The use of the fasting plasma glucose concentration (≥ 126 mg/dl), as opposed to the 2-hour plasma glucose concentration during the OGTT (≥ 200 mg/dl), also significantly underestimates the prevalence of diabetes in the general population (32,33). In one study of U.S. adults between the ages of 40-74 years, the prevalence of undiagnosed diabetes was 6.4% using the OGTT and 4.4% based upon the fasting glucose measurement (34). These differences have been reported to be even greater in some ethnic groups (35-37).
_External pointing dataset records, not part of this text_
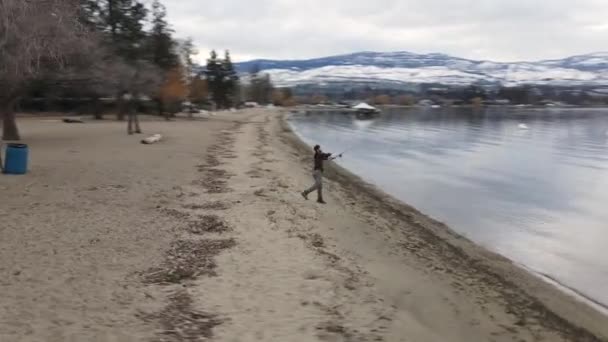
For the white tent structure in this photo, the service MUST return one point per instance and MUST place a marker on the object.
(365, 108)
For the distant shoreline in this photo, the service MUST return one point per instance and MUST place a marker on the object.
(556, 303)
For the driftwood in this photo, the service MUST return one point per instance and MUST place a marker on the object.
(72, 120)
(152, 139)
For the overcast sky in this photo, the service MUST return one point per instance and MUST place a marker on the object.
(500, 30)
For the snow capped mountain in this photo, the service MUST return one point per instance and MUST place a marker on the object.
(410, 68)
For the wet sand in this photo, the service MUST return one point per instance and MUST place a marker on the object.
(205, 236)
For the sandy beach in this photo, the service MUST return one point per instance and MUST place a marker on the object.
(205, 236)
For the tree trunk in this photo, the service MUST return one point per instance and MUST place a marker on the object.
(9, 124)
(97, 110)
(120, 115)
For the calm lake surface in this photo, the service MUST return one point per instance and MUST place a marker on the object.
(530, 184)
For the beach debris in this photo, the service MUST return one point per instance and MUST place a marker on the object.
(180, 321)
(152, 139)
(208, 224)
(208, 206)
(174, 213)
(187, 260)
(73, 120)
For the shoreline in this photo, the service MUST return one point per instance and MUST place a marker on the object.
(548, 297)
(205, 236)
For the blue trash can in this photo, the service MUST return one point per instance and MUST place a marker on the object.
(15, 162)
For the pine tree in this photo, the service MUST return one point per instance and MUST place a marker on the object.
(231, 80)
(215, 78)
(161, 44)
(123, 21)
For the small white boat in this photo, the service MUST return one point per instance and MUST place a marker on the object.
(364, 108)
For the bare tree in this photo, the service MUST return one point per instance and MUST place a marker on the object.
(34, 36)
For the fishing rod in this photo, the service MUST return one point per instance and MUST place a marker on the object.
(341, 154)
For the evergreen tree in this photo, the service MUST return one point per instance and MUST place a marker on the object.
(123, 21)
(161, 44)
(215, 78)
(260, 87)
(231, 80)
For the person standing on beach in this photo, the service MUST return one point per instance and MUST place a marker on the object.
(317, 174)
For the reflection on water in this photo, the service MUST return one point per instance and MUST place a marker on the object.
(530, 184)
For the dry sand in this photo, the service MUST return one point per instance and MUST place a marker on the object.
(206, 237)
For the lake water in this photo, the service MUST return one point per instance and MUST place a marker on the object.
(530, 184)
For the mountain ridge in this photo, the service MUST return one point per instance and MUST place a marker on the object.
(405, 67)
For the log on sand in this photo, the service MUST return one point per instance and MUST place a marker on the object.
(152, 139)
(73, 120)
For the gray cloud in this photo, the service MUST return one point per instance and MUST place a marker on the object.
(503, 30)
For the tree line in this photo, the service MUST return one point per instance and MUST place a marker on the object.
(123, 50)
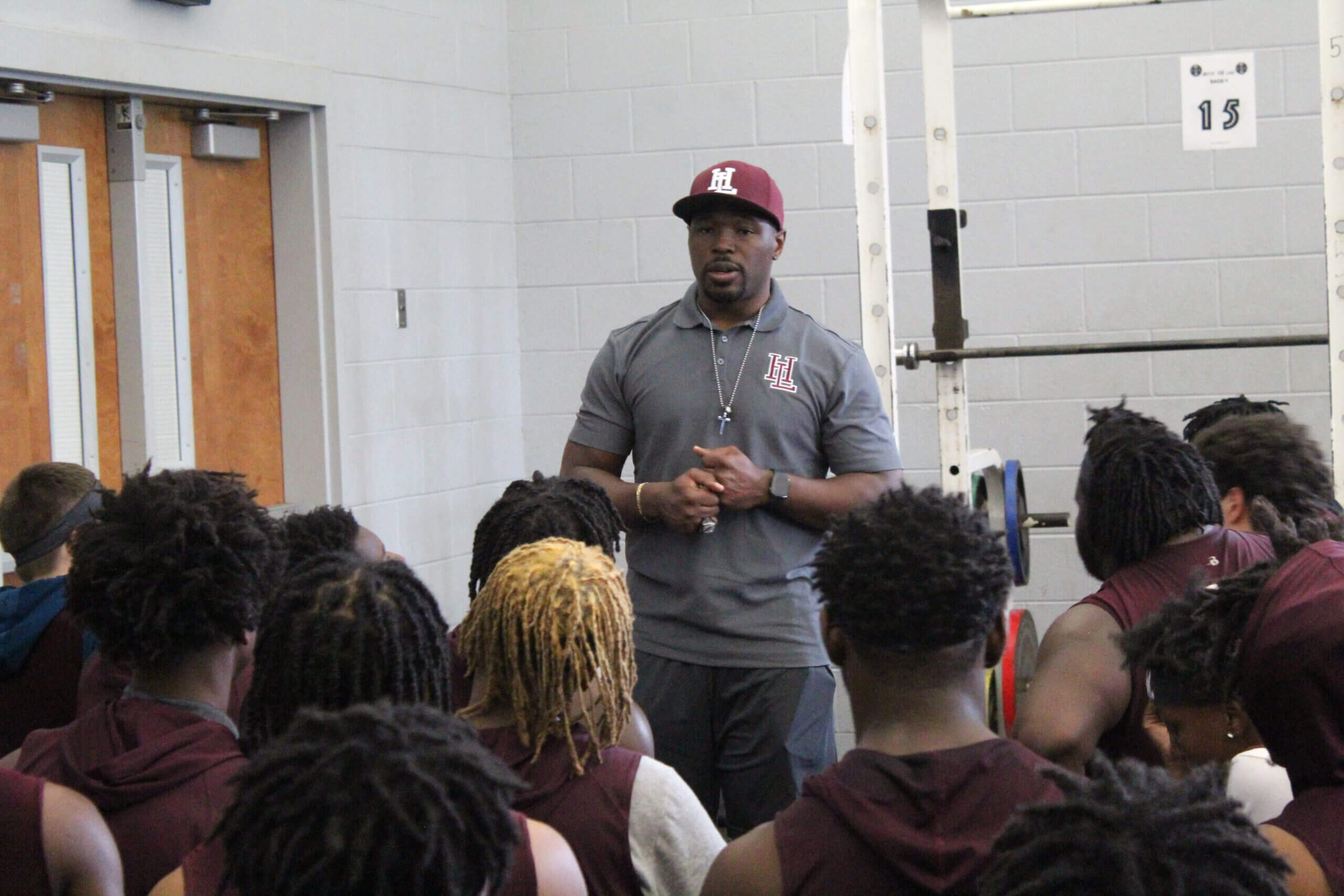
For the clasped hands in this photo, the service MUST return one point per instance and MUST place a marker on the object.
(726, 480)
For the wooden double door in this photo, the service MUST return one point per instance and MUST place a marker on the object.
(230, 299)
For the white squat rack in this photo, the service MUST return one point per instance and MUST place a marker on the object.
(945, 218)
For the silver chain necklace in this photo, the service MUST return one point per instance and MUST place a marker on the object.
(718, 383)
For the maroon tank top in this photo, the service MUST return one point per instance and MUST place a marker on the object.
(917, 824)
(1141, 589)
(42, 693)
(1290, 676)
(22, 855)
(591, 810)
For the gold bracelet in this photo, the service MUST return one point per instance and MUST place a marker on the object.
(639, 501)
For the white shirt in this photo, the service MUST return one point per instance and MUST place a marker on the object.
(673, 839)
(1258, 785)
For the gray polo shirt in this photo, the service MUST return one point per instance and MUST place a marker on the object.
(808, 404)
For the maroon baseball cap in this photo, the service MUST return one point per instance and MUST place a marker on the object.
(738, 183)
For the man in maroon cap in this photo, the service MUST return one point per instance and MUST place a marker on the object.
(731, 449)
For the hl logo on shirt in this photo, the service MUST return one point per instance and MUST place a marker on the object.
(722, 182)
(781, 373)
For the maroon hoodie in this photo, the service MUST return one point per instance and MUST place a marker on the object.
(22, 853)
(102, 681)
(920, 824)
(1292, 684)
(1141, 589)
(591, 810)
(159, 774)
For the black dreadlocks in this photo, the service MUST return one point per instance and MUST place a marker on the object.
(178, 562)
(343, 632)
(373, 801)
(1139, 487)
(1135, 832)
(326, 530)
(1235, 406)
(1273, 456)
(543, 508)
(1186, 644)
(913, 571)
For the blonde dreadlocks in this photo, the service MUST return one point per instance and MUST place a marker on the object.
(554, 621)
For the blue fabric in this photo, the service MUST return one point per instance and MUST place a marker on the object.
(25, 614)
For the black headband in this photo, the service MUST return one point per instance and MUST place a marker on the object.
(59, 534)
(1171, 691)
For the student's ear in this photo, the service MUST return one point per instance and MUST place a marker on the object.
(835, 641)
(1237, 510)
(996, 641)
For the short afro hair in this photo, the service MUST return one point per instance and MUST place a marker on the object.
(1139, 487)
(342, 632)
(1222, 409)
(34, 503)
(373, 801)
(913, 571)
(178, 562)
(326, 530)
(545, 507)
(1270, 456)
(1132, 830)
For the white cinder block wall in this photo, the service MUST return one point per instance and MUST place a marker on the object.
(418, 140)
(1088, 220)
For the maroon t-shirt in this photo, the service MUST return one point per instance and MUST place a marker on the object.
(1141, 589)
(203, 870)
(158, 773)
(42, 693)
(522, 873)
(920, 824)
(1290, 676)
(591, 810)
(22, 855)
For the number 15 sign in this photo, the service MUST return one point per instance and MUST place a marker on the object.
(1218, 101)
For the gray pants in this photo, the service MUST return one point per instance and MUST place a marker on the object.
(748, 736)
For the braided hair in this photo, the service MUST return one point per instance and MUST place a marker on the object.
(1132, 830)
(1139, 487)
(554, 620)
(343, 632)
(543, 508)
(326, 530)
(373, 801)
(1272, 456)
(1222, 409)
(175, 563)
(913, 571)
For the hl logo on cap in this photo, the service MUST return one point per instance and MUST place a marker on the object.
(722, 182)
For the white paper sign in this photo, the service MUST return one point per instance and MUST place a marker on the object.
(1218, 101)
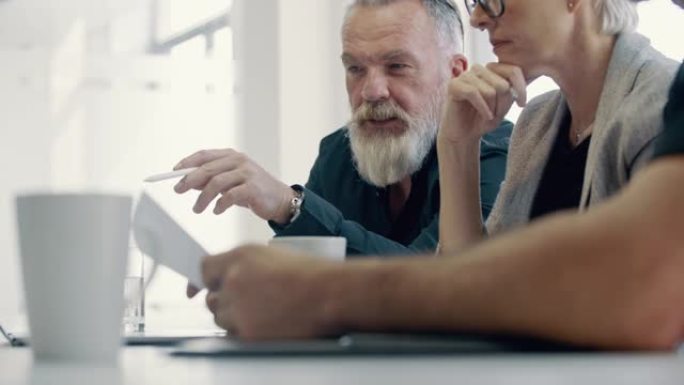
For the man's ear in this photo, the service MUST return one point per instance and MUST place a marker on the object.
(458, 65)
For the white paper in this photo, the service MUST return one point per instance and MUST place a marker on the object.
(165, 241)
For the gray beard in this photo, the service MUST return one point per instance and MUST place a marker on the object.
(383, 161)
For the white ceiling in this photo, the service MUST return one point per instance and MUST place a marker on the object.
(43, 23)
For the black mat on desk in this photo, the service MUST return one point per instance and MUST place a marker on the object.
(148, 338)
(372, 344)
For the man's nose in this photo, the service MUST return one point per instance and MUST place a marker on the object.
(375, 87)
(479, 19)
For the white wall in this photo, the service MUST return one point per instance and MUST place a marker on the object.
(84, 106)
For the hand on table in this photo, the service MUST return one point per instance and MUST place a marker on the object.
(239, 181)
(257, 292)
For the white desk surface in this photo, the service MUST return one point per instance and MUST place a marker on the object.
(152, 365)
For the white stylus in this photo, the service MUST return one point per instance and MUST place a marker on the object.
(170, 175)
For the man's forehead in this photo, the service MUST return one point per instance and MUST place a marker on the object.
(388, 28)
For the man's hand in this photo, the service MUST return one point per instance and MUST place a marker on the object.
(479, 99)
(257, 292)
(239, 181)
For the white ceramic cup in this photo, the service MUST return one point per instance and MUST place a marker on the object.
(333, 248)
(73, 257)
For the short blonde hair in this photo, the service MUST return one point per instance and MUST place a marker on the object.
(617, 16)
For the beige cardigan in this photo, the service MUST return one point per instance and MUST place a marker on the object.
(628, 119)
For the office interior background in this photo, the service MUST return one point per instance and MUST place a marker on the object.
(97, 94)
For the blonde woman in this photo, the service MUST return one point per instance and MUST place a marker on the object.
(571, 148)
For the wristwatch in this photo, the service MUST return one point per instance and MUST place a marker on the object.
(296, 202)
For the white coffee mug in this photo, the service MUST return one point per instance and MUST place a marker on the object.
(333, 248)
(73, 257)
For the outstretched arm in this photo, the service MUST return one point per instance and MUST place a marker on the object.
(609, 278)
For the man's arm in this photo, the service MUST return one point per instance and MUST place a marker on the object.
(610, 278)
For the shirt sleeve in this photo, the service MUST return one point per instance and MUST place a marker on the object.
(493, 157)
(319, 217)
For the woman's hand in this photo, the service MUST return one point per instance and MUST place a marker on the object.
(478, 100)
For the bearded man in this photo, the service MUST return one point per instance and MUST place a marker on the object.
(375, 181)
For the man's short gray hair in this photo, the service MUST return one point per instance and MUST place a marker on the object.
(445, 14)
(617, 16)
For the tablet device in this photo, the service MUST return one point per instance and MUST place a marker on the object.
(371, 344)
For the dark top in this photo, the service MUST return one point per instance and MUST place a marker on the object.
(671, 141)
(339, 202)
(561, 184)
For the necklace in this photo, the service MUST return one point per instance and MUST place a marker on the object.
(581, 134)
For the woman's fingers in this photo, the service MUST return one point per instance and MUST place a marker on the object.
(515, 78)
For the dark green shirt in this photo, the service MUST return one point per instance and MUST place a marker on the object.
(671, 141)
(339, 202)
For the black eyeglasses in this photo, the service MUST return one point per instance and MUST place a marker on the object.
(493, 8)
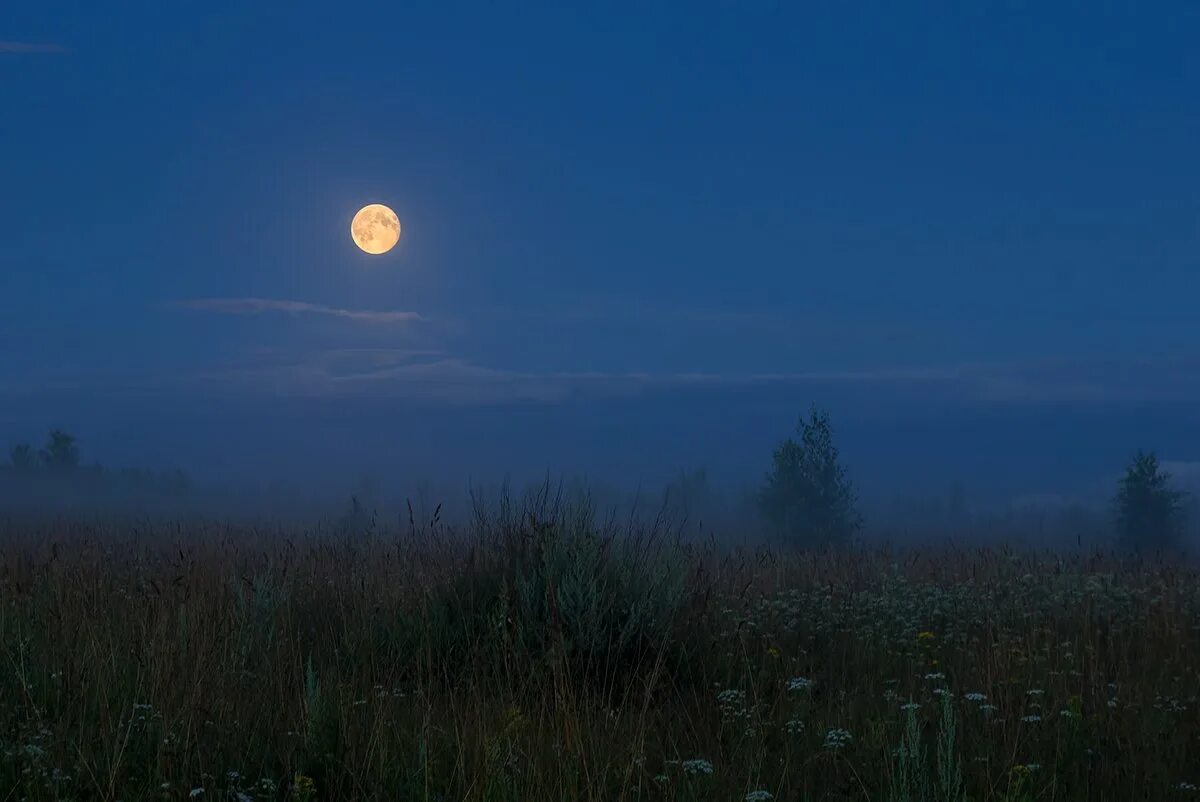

The American Diabetes Association recommends use of hemoglobin A1c (HbA1c or A1c) determinations to monitor glycemic control in known diabetic patients. Because there is not a "gold standard" assay and because many countries do not have ready access to the test, an A1c determination is not recommended for the diagnosis of diabetes mellitus. However, because the A1c accurately reflects the mean blood glucose concentration over a 1-3 month period and correlates well with the development of diabetic complications, it may in the future become established as a test for the diagnosis of diabetes (38). The National Glycohemoglobin Standardization Program has established standard assays for A1c based on the results of the Diabetes Control and Complication Trials (39). In 1999, 78% of laboratories were using standardized assays with inter-laboratory coefficients of variation of less than 5% (40,41). An A1c level above ~6.5% correlates with the present diagnostic cutpoints for fasting and 2 hour postprandial plasma glucose levels.